Sugars, organic acids, and ethanol were analyzed on HPLC (LC-20AD, Shimazu, Kyoto, Japan) equipped with a Bio-rad Aminex HPX-87H column (Bio-rad, USA) and RID-10A detector (Shimadzu, Kyoto, Japan). 5 mM H2SO4 solution was used as flow phase at the flow rate of 0.6 ml/min. Furans were analyzed on HPLC (LC-20AT, Shimazu, Kyoto, Japan) equipped with a YMC-Pack ODS-A column (YMC, Tokyo, Japan) and an SPD-20A UV detector (Shimadzu, Kyoto, Japan).

Furfural and furfuryl alcohol were analyzed using 50 % acetonitrile as flow phase at the flow rate of 1.0 ml/min at the column temperature of 35 °C and the detection wavelength of 220 nm. HMF and HMF alcohol were analyzed using the following gradient: the initial flow phase was composed by pure water (pump A) and acetonitrile (pump B) at a ratio of 95 to 5 %; first, acetonitrile was increased from 5 to 100 % over 0–15 min; then, acetonitrile was decreased from 100 to 5 % over 15–20 min; finally, acetonitrile was used at 5 % over 20–30 min.
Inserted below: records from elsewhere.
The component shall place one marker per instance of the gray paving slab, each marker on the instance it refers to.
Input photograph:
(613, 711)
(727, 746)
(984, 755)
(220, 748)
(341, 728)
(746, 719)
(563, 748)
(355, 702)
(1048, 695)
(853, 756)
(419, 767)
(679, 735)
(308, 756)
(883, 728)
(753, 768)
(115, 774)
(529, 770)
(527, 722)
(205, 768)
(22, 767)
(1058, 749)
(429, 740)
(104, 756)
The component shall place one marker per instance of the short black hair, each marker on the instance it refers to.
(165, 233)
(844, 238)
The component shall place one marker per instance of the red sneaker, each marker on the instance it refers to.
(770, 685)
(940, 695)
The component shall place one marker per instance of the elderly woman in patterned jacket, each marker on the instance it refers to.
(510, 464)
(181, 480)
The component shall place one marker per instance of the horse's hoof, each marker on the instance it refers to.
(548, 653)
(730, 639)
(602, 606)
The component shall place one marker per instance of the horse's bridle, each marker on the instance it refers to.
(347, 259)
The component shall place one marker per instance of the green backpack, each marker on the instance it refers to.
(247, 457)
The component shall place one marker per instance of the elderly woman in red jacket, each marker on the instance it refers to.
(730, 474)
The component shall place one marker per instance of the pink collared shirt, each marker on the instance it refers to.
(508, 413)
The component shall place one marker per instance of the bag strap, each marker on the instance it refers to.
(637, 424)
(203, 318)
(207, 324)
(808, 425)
Phenolic compounds were analyzed using the following gradient: the initial flow phase was composed by 0.1 % formic acid solution (pump A) and acetonitrile (pump B) at a ratio of 90 to 10 %; first the acetonitrile concentration increased to 35 % over 4–5 min and kept at 35 % over 5–20 min; then the acetonitrile concentration decreased to 10 % over 20–21 min; finally, acetonitrile was used at 10 % over 21–30 min. All samples were filtered through 0.22 μm membrane prior to HPLC analysis.